Enviada em 27/08/2019

A questão do consumo no Brasil tem origem na Revolução Industrial, época que possibilitou a produção em massa de bens de consumo e, ainda, em uma oferta de preços mais pontuais às classes menos abastadas. As condições propiciaram o aumento do consumo em todo o mundo, gerando como uma das principais causas a produção excessiva de resíduos sólidos. Por sua vez, suas amálgras não estão mais adequadas, acarretando sepulturas ao meio ambiente. Dentre os principais efeitos gerados pela presença do lixo estão a contaminação do solo e os ecossistemas aquáticos, além da incidência de doenças.

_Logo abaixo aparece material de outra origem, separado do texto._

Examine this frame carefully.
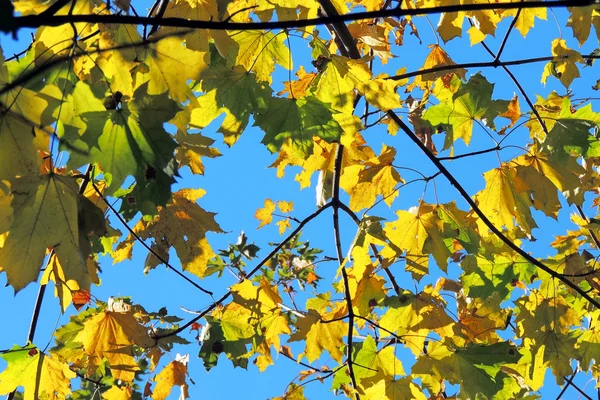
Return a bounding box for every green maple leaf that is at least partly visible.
[423,74,509,149]
[190,56,272,146]
[254,96,342,159]
[61,84,179,212]
[0,345,76,400]
[412,342,521,399]
[198,317,249,371]
[460,254,536,299]
[543,98,600,161]
[0,174,106,291]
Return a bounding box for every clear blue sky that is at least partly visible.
[0,0,600,399]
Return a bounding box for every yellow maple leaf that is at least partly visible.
[277,65,317,99]
[229,30,293,83]
[567,6,600,46]
[379,285,455,356]
[175,131,221,175]
[348,266,386,315]
[73,309,154,382]
[102,386,133,400]
[475,164,537,235]
[113,189,223,277]
[134,37,208,102]
[35,0,97,65]
[254,199,275,229]
[40,254,100,312]
[341,145,404,211]
[365,378,427,400]
[0,345,76,400]
[152,356,189,400]
[288,306,348,362]
[501,7,548,37]
[542,39,583,88]
[414,44,467,84]
[382,203,452,279]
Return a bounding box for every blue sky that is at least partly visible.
[0,1,600,399]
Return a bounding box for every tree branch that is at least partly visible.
[13,0,594,31]
[153,202,332,341]
[92,182,214,300]
[385,54,600,81]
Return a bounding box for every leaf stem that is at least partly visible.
[92,182,214,301]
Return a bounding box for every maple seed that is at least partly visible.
[211,340,224,354]
[144,165,156,180]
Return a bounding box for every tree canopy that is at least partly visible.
[0,0,600,400]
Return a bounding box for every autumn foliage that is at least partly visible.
[0,0,600,400]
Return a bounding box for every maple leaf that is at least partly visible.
[0,49,57,179]
[363,377,427,400]
[0,174,106,292]
[0,344,76,400]
[102,386,132,400]
[175,131,221,175]
[379,286,454,355]
[152,355,189,400]
[133,37,209,103]
[353,336,404,384]
[382,203,451,279]
[342,145,404,210]
[72,309,154,382]
[415,44,467,84]
[412,342,521,398]
[288,309,348,362]
[254,96,342,158]
[315,55,401,114]
[61,84,178,211]
[190,54,272,146]
[542,99,600,163]
[475,164,537,235]
[227,30,293,83]
[567,6,600,46]
[460,254,536,299]
[40,254,100,312]
[502,7,548,37]
[115,189,223,277]
[542,39,583,88]
[423,74,508,149]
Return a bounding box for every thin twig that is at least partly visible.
[92,182,214,300]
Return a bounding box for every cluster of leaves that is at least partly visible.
[0,0,600,399]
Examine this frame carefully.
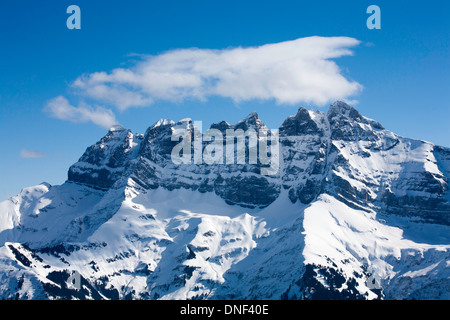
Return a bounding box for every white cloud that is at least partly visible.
[72,37,362,110]
[44,96,117,129]
[20,149,47,159]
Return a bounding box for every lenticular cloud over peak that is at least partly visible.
[72,37,362,110]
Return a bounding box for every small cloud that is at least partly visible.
[20,149,47,159]
[72,37,362,110]
[44,96,118,129]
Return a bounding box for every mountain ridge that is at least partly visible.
[0,101,450,299]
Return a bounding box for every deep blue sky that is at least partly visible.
[0,0,450,200]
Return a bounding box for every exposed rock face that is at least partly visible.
[0,102,450,299]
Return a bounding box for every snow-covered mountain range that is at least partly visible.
[0,102,450,300]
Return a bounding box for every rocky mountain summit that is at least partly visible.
[0,102,450,299]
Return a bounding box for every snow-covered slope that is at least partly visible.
[0,102,450,299]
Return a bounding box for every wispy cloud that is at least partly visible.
[71,37,362,110]
[44,96,117,129]
[20,149,47,159]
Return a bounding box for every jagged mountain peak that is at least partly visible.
[0,102,450,299]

Esse edifício torna-se mais evidenciado nos centros urbanos, onde o consumo é um tanto elevado e por trás uma produção de lixo também. Apesar de ter havido uma recolha de resíduos sólidos, estes por sua vez, costumam ser levados a áreas inadequadas, como é o caso dos “lixões” ou para os aterros sanitários que não são submetidos a um regime de protecção de riscos ambientais. Todos os malefícios gerados pelo lixo têm sua causa não consumismo inconsciente. Segundo uma pesquisa do Serviço de Proteção ao Crédito (SPC Brasil), apenas 28% dos brasileiros são de fato conscientes. A partir daí, a maioria das compras não é uma compra na hora de comprar. Essa realidade pode ser reflexo das idéias constantes veiculadas nos meios de comunicação sobre a artificial de consumo. Portanto, as medidas são necessárias para mudar este cenário. É importante que prefeituras criem pontos estratégicos de coleta de resíduos e centros de reciclagem. Além disso, o Ministério da Educação deve desenvolver as escolas e os projetos nacionais de educação e de palestras para crianças e jovens com grande importância para a sociedade e para o planeta. Pois, como disse o filósofo Immanuel Kant: “O homem é aquilo que faz uma educação dele”.